Induced ocular hypertension due to inhaled steroids has been reported,105,206 especially with chronic high-dose therapy.206 In one study, the relationship was found only in persons with a family history of glaucoma.207 Reports of response with intranasal administration are conflicting in the literature, with case reports suggestive of this complication208 but one large study demonstrating no significant risk.206

Elevated IOP is related to steroid potency,209 frequency of administration, and duration of treatment.183 Several topical steroids have been developed that have a lower risk of secondary glaucoma. Fluoromethalone is a steroid structurally related to progesterone that has less hypertensive effect than other steroids of similar potency.210 Its anti-inflammatory effect is less than that of 1% prednisolone acetate or dexamethasone,211 but it may be more potent when used in the acetate form without additional risk.212 Medrysone, also related to progesterone, has minimal ocular hypertensive effects primarily because it has poor ocular penetration.213,214 It may be useful for external inflammation.213 Rimexolone was shown to be as effective as prednisolone acetate in one report but less likely to cause elevated IOP.215 In a study of known steroid responders, rimexolone was less likely to cause a10-mmHg rise in pressure than prednisolone acetate or dexamethasone sodium phosphate, and patients taking the latter medicines had a pressure response in a significantly shorter interval than the former.216 Loteprednol is a site-active steroid that undergoes transformation to inactive metabolites.217 Although found to be somewhat less effective for the treatment of anterior uveitis than prednisolone acetate,218 loteprednol caused significantly less ocular hypertension.217 Pressure elevations greater than10 mmHg occurred in 1.7% of patients using chronic 0.5% loteprednol compared with 6.7% of those using 1% prednisolone acetate.217

Management of induced glaucoma should begin with tapering or discontinuing the corticosteroid if possible.
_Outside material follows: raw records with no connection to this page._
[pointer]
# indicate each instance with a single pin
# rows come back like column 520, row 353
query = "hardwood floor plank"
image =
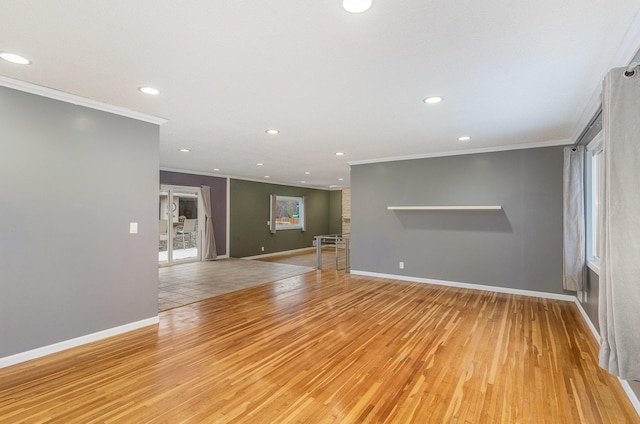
column 329, row 347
In most cases IOP returns to normal within 1 to 4 weeks,190 but it has been reported to cause permanent ocular hypertension in some patients.190,219 If the severity of the uveitis precludes discontinuing therapy, substitution with a steroid less likely to induce ocular hypertension may be beneficial. Topical NSAIDs also show some efficacy in the treatment of uveitis215 and do not affect IOP.220 Excision of depot corticosteroids may be necessary in some patients to normalize IOP.201,204 Finally, concurrent treatment of inflammation and ocular hypertension may be necessary with standard antiglaucoma medicines or filtering surgery.